Il provvedimento, emesso dal G.I.P. del Tribunale di Frosinone, arriva al termine di una rapida attività investigativa avviata dai Carabinieri dopo la denuncia presentata da una donna di 54 anni, ex convivente dell’uomo. La vittima, secondo quanto ricostruito dagli investigatori, avrebbe deciso di rivolgersi ai militari dopo un lungo periodo caratterizzato da comportamenti vessatori e intimidatori.
Determinante sarebbe stato quanto accaduto lo scorso 10 maggio quando, al culmine dell’ennesima lite nata per motivi banali, il 58enne avrebbe rivolto alla donna gravi minacce di morte. Nei giorni successivi la 54enne si è presentata in caserma raccontando ai Carabinieri mesi di paura e mostrando anche messaggi dal contenuto minaccioso ricevuti dall’ex compagno.
Scattati immediatamente gli accertamenti previsti dal “Codice Rosso”, i militari dell’Arma hanno raccolto in tempi rapidi elementi ritenuti sufficienti dalla Procura della Repubblica di Frosinone per richiedere una misura cautelare. Il quadro indiziario delineato dagli investigatori ha portato quindi il giudice ad emettere gli arresti domiciliari con controllo elettronico.
L’applicazione del braccialetto consentirà ora un monitoraggio costante dell’uomo e impedirà eventuali avvicinamenti ai luoghi frequentati dalla donna, rafforzando così le misure di protezione nei confronti della vittima.

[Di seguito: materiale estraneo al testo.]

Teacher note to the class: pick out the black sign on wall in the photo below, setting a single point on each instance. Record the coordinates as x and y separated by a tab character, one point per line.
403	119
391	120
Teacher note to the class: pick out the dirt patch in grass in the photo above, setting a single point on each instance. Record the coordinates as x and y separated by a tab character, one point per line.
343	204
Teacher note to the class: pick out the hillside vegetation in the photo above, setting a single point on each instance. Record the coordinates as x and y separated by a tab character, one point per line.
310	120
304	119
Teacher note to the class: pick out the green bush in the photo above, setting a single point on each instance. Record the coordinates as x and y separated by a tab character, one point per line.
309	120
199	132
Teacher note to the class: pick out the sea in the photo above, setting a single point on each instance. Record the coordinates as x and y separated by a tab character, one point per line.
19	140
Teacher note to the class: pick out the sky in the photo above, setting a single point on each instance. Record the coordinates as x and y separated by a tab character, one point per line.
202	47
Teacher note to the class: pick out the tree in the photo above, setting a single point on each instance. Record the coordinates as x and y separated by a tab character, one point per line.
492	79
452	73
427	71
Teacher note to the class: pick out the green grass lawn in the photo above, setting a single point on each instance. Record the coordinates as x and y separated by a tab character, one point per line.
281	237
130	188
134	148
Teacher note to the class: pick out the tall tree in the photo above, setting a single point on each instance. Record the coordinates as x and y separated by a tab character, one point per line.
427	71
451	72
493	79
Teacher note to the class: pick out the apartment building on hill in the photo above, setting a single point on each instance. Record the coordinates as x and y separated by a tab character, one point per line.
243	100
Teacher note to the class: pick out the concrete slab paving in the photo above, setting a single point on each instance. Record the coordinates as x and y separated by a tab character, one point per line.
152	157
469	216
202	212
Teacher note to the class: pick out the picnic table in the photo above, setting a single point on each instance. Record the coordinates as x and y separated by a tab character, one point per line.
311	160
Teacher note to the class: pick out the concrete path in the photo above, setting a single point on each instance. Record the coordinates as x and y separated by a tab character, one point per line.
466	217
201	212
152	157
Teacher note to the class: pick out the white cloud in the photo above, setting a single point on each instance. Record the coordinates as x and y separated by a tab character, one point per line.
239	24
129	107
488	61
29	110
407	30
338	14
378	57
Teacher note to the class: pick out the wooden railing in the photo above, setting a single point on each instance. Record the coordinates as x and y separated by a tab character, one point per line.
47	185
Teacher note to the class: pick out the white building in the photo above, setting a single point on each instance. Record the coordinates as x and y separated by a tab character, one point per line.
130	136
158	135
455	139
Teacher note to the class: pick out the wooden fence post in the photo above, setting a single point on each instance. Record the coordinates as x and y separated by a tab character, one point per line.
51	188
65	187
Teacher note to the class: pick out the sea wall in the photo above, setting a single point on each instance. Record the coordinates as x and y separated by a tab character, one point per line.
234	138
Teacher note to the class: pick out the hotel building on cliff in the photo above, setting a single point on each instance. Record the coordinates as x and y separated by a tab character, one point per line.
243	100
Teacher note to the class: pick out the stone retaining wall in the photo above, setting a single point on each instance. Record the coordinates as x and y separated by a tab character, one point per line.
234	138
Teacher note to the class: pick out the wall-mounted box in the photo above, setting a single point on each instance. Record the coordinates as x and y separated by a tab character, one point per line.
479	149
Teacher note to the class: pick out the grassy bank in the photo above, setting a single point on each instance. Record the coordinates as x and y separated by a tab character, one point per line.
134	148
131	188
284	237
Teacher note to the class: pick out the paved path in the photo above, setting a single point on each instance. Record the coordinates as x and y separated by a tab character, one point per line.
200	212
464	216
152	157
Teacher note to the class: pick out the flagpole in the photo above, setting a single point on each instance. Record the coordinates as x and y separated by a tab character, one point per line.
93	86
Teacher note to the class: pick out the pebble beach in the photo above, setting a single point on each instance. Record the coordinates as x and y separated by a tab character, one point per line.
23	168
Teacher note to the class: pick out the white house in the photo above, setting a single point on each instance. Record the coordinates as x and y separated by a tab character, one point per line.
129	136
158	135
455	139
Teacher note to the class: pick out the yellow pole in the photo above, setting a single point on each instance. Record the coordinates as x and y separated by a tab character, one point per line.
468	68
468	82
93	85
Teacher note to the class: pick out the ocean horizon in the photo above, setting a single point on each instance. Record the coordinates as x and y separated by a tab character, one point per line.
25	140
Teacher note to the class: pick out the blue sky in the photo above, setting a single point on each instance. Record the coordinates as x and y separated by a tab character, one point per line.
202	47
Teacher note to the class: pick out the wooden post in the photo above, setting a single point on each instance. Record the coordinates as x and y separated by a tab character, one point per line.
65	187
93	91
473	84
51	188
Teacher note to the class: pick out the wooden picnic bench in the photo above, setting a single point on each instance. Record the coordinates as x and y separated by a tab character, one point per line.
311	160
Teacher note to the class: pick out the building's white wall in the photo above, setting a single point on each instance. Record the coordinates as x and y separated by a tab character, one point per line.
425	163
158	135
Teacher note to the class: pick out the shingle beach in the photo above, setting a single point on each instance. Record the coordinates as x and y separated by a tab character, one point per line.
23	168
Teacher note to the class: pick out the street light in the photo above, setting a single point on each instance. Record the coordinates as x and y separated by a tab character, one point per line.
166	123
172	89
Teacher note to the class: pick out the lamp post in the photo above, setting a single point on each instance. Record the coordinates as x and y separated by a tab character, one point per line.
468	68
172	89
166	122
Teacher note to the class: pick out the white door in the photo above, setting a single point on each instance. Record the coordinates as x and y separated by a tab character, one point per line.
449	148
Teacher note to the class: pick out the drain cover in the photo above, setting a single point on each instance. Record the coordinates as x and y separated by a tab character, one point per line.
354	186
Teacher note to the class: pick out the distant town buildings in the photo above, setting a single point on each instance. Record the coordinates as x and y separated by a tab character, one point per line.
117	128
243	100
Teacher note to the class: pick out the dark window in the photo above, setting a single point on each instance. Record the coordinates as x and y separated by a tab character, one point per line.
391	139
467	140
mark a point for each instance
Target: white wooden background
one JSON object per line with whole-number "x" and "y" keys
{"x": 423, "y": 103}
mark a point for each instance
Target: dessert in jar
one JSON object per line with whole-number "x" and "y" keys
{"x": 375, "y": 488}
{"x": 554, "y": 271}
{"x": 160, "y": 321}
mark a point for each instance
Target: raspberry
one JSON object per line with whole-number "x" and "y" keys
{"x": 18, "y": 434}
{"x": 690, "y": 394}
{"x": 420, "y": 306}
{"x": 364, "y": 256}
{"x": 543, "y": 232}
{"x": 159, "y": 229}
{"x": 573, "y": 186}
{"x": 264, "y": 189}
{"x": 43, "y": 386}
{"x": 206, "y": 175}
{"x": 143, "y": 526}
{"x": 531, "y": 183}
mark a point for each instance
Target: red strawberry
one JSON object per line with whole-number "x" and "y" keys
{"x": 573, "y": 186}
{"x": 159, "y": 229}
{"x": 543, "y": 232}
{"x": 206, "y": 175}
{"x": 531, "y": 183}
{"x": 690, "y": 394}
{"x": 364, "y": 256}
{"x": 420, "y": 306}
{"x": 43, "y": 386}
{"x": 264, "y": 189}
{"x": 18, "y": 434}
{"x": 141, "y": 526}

L’operazione conferma ancora una volta l’attenzione dell’Arma dei Carabinieri nel contrasto ai reati legati alla violenza domestica e di genere. I militari ribadiscono inoltre l’importanza della denuncia e invitano tutte le vittime di soprusi a chiedere aiuto senza timore, affidandosi alle istituzioni e alle forze dell’ordine.